Che cosa si dovrebbe fare di innovativo, anche rispetto alle procedure fissate dalla Buona Scuola? Si tratterebbe di individuare un team di lavoro indipendente dall’apparato, con esperti in valutazione provenienti anche da altre regioni. Questo team, in modo autonomo, dovrebbe scegliere un numero di scuole rappresentative del sistema scolastico regionale e, soprattutto, dovrebbe chiarire alla classe docenti gli obiettivi annuali del progetto e le tecniche di valutazione. Non dovrebbe premiare le attività di coordinamento e gli incarichi istituzionali dei docenti, non dovrebbe premiare lo svolgimento di attività didattiche integrative, ma dovrebbe fissare l’attenzione solo sui rendimenti scolastici degli studenti.

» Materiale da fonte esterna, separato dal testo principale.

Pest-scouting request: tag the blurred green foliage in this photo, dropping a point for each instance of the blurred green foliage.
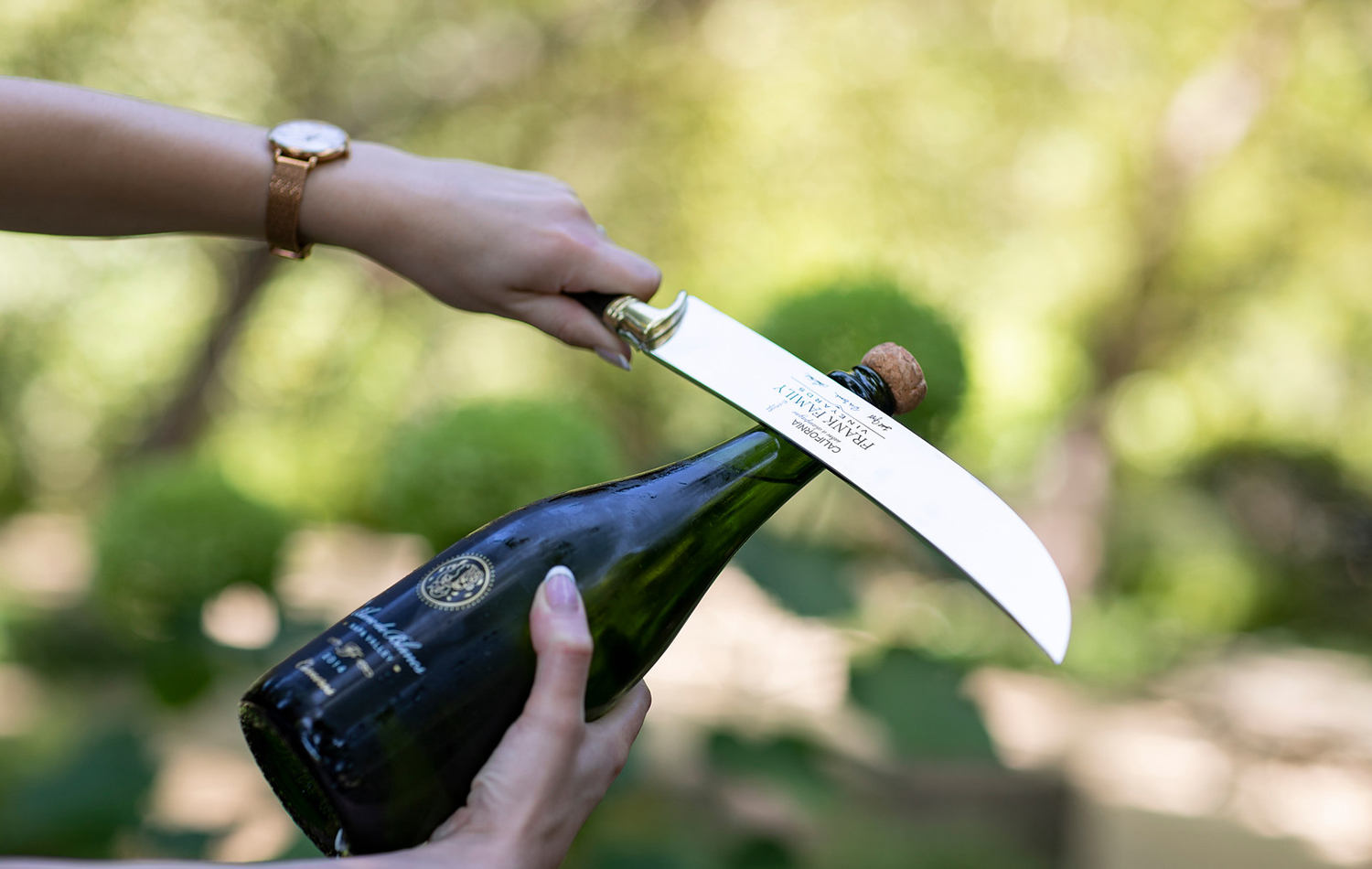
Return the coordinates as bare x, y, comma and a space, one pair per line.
450, 474
807, 578
79, 806
175, 534
834, 324
919, 699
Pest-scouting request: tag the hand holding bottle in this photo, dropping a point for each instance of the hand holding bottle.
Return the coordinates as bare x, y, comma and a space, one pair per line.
552, 767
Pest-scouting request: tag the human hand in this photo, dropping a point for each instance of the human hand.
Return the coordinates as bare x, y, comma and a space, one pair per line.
552, 767
479, 238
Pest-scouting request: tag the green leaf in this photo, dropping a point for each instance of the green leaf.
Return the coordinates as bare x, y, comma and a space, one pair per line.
919, 701
806, 578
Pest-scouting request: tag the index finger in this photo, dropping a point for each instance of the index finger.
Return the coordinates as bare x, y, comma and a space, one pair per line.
617, 271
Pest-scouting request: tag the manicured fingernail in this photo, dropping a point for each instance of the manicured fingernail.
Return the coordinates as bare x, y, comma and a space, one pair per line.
560, 589
614, 359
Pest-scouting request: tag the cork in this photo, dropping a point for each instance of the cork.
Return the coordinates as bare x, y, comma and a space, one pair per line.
902, 373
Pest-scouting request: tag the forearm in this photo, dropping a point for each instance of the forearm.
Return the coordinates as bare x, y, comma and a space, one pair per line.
82, 162
479, 238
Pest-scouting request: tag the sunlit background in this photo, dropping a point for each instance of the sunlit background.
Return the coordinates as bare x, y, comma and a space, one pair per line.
1131, 241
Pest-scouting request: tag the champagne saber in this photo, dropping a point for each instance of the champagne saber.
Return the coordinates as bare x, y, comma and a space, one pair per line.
897, 470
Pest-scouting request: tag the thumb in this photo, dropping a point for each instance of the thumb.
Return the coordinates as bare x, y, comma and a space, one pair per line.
563, 641
570, 321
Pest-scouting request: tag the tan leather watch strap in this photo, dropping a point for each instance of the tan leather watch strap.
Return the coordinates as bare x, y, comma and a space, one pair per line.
283, 206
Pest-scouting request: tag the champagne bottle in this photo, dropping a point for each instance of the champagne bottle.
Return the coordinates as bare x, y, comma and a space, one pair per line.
370, 734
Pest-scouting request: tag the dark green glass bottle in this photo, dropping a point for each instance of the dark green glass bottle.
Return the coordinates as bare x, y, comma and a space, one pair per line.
370, 735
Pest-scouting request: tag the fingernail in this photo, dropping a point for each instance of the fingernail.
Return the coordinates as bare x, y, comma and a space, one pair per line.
560, 589
614, 359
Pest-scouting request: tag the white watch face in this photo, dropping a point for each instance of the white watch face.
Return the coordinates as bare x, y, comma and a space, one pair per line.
309, 139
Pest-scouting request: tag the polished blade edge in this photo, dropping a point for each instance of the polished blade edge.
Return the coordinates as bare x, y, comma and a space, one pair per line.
897, 470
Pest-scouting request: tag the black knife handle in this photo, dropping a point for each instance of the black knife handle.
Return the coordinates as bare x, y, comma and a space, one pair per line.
595, 302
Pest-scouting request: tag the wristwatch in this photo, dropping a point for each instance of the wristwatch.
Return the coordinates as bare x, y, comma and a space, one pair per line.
299, 145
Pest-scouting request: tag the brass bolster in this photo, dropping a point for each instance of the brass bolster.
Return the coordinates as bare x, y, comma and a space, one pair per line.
641, 324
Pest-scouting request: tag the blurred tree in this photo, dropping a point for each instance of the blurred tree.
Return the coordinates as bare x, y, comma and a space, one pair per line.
450, 474
837, 323
173, 534
80, 806
919, 699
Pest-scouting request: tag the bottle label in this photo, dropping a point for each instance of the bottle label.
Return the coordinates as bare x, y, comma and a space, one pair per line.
457, 584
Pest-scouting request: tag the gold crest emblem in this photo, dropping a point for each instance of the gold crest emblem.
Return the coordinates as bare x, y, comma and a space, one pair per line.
457, 584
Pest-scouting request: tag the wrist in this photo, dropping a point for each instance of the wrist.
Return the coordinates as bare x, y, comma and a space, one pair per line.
348, 202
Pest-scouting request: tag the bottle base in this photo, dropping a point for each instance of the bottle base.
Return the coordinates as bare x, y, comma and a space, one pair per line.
293, 778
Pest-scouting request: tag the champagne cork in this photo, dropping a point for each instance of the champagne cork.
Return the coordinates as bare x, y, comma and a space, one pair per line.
902, 373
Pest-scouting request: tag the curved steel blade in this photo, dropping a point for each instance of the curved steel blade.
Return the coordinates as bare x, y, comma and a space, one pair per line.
929, 493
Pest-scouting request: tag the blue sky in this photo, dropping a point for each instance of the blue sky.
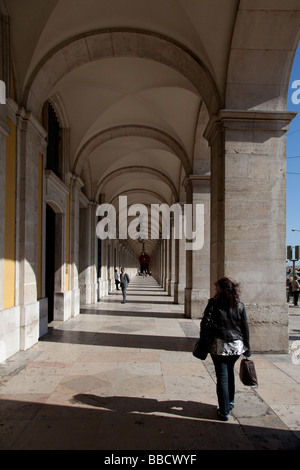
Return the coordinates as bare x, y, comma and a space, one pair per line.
293, 164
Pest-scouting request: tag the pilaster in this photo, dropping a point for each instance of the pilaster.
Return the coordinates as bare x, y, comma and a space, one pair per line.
248, 216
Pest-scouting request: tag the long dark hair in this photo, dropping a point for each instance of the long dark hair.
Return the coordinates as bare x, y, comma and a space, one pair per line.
227, 293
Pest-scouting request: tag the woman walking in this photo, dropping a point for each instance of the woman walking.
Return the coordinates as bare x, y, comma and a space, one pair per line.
225, 322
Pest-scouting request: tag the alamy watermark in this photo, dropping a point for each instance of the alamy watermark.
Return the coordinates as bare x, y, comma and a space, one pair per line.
187, 223
296, 94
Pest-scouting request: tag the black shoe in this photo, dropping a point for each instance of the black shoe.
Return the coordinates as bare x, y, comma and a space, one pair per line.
222, 417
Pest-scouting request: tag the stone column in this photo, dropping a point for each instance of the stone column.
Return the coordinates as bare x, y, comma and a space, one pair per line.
248, 217
75, 189
32, 141
180, 270
171, 279
88, 254
197, 290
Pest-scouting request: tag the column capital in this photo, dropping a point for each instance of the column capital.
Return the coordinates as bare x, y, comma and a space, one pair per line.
231, 119
192, 180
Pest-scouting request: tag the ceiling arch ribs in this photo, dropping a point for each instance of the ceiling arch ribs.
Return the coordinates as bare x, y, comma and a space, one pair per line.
123, 42
131, 130
161, 177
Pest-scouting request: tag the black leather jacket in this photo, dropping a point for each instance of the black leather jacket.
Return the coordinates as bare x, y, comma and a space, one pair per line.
226, 324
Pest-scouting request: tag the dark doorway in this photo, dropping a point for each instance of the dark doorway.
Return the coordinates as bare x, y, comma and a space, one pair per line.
145, 267
50, 260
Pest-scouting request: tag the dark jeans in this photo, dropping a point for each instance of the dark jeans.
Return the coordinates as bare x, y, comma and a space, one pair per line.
296, 296
224, 367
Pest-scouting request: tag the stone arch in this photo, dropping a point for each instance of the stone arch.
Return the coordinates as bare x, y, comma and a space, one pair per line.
106, 43
261, 58
140, 169
131, 130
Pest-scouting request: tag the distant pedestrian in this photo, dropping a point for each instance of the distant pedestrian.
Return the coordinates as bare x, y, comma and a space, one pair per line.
225, 321
295, 289
117, 282
124, 278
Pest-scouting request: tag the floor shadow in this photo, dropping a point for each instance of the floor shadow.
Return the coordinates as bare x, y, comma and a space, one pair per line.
130, 313
124, 423
119, 339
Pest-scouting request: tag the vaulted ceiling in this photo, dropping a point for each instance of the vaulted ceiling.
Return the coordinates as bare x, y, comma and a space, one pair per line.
134, 81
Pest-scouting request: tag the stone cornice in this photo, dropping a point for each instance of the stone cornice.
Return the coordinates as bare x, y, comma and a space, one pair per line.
230, 119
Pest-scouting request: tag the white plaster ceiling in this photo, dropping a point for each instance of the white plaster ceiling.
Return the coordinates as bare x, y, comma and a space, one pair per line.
116, 92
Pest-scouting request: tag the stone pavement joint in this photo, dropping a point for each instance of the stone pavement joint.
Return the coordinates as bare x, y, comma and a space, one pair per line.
122, 377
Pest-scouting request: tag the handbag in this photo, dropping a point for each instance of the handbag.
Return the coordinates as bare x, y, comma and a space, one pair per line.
200, 350
248, 373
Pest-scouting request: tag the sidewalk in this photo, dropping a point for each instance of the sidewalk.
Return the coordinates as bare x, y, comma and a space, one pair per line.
122, 377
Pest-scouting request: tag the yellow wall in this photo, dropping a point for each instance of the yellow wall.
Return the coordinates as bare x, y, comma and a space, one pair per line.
10, 218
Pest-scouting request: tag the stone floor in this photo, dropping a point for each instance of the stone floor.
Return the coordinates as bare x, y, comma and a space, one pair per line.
122, 377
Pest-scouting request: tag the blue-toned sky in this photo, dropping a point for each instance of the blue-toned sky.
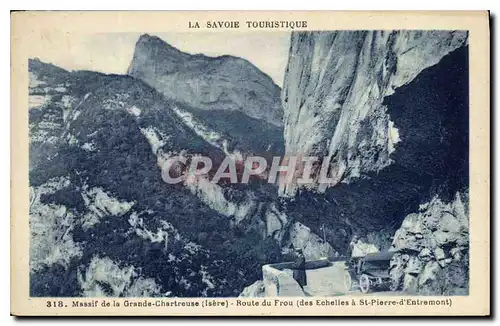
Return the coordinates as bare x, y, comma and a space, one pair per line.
112, 53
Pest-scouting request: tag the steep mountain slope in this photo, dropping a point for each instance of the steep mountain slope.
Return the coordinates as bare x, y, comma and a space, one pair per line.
335, 85
389, 111
207, 83
98, 201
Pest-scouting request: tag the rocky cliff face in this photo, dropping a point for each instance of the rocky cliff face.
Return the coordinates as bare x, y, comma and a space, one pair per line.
433, 249
207, 83
389, 111
98, 201
334, 89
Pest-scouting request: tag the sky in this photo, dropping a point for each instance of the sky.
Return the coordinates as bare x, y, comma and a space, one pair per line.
112, 52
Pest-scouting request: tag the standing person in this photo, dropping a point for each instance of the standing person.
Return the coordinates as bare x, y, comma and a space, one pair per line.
299, 269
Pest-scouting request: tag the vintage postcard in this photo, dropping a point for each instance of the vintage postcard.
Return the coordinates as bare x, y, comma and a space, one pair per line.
250, 163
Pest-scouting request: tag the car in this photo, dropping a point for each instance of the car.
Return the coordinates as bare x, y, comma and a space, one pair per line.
370, 272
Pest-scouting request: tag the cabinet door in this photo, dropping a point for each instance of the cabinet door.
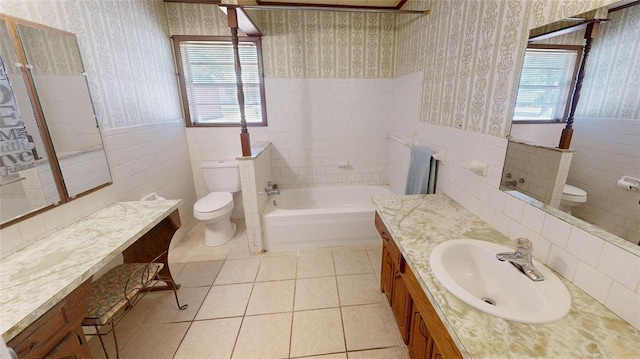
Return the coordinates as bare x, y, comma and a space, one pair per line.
386, 273
72, 347
436, 354
401, 305
420, 342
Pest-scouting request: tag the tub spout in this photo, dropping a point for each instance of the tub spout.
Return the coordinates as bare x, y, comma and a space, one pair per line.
272, 188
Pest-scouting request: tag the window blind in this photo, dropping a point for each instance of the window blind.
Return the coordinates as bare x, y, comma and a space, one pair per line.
545, 84
210, 81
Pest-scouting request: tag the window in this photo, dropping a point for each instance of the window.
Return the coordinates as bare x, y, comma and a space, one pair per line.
208, 80
547, 83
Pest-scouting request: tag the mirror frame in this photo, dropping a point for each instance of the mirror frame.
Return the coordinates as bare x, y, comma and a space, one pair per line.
11, 23
594, 230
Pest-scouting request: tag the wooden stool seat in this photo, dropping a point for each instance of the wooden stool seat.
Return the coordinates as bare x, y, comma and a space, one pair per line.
116, 289
120, 289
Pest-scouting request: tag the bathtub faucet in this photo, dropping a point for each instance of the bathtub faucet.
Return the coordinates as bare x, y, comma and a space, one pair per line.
272, 188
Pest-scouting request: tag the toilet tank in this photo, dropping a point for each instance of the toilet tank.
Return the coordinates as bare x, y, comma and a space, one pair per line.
221, 176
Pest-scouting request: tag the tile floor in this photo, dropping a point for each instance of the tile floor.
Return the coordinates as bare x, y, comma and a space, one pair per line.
322, 303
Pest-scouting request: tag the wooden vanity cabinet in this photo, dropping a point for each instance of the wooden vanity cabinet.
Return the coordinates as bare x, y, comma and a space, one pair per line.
419, 324
391, 283
57, 333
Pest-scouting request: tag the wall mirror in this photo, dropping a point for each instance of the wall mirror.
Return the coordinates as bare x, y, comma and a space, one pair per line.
605, 144
52, 150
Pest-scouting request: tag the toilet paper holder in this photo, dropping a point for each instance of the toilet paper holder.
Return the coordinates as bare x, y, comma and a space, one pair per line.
629, 183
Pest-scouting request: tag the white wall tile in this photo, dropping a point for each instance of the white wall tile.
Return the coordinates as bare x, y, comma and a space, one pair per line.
592, 281
533, 218
562, 262
585, 246
621, 265
556, 230
625, 303
541, 246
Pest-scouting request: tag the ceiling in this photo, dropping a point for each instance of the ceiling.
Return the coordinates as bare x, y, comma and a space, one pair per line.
391, 4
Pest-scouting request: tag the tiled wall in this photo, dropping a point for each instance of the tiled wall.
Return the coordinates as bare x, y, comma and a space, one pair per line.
316, 123
313, 125
143, 159
603, 270
543, 171
255, 173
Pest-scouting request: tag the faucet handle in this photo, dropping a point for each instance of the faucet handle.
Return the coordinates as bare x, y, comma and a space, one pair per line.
523, 245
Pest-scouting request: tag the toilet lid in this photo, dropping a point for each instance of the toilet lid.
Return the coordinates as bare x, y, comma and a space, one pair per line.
574, 191
213, 201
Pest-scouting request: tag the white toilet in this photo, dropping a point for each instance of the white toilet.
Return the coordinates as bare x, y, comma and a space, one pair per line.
572, 197
222, 179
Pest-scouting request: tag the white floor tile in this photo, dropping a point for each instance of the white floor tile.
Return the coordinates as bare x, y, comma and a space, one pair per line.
238, 271
271, 297
166, 309
351, 262
359, 289
277, 268
225, 301
369, 326
327, 356
198, 274
264, 337
316, 293
317, 332
317, 264
156, 341
210, 339
386, 353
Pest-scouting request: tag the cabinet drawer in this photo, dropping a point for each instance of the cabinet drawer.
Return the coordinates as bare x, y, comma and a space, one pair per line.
42, 336
49, 330
382, 229
394, 252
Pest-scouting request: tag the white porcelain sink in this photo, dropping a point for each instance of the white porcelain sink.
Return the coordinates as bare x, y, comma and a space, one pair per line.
469, 269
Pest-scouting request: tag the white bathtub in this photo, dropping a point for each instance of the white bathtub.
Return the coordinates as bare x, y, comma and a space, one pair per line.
321, 217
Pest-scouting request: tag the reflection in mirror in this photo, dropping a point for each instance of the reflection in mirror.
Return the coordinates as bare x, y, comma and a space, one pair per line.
605, 147
26, 179
61, 86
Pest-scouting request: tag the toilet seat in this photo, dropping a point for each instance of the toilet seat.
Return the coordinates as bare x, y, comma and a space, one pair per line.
575, 194
213, 205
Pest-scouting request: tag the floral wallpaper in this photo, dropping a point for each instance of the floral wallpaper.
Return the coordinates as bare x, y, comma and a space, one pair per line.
50, 53
470, 53
305, 44
196, 19
611, 81
323, 44
125, 50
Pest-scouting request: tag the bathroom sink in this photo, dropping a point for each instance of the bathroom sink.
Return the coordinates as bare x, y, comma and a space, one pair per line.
469, 269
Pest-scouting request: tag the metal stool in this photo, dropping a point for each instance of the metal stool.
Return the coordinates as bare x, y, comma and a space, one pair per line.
116, 292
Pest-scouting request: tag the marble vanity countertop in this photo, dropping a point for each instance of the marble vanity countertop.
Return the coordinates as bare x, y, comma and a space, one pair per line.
35, 279
420, 222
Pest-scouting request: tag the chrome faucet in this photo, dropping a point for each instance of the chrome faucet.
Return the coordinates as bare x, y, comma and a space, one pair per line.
512, 183
522, 259
272, 188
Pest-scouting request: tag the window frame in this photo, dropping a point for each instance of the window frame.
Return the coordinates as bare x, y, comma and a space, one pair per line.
578, 49
177, 39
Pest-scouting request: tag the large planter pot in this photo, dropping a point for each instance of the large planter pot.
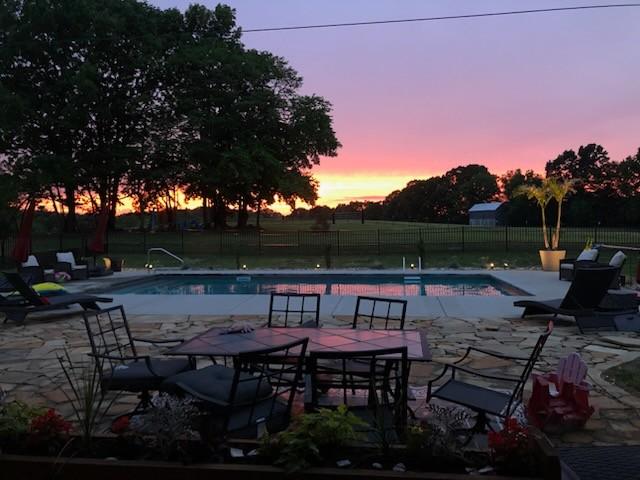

Monitorando nel tempo le competenze degli studenti su ciascuna materia, il team sarebbe in grado di misurare, a parità di condizioni, l’effetto dinamico della docenza.
E’ evidente che per quanto esposto in questa nota, la proposta della legge 107/2015 sull’erogazione di bonus a favore dei docenti è da considerarsi poco efficace perché da un lato viola l’ipotesi di indipendenza del valutatore (i dirigenti scolastici non lo sono) e dall’altro lato assegna poche risorse a ciascuna scuola rispetto a quelle necessarie per poter cambiare la matrice degli incentivi dei singoli docenti. Riguardo la proposta del progetto-pilota, qualcuno potrebbe obiettare sull’opportunità che sia una regione ad avviare la sperimentazione. I potenziali benefici sono due. Il primo vantaggio dipende dalla decisione di proporsi nel paese come un ente che, in modo complementare rispetto alle attività ministeriali, investe ingenti risorse finanziarie sull’istruzione, ossia sulla componente più importante del processo di creazione del proprio capitale umano. Il secondo benefico è legato all’esito della sperimentazione: se è positivo, vuol dire che il miglioramento delle competenze degli studenti per singola materia è dipeso, a parità di condizioni, dalle attività in aula dei docenti, ai quali viene erogato l’extra-salario. L’implicazione più importante di tutto ciò sarebbe una radicale rivisitazione dei metodi e delle finalità di alcuni aspetti – quelli legati al bonus – della Buona Scuola del Governo Renzi.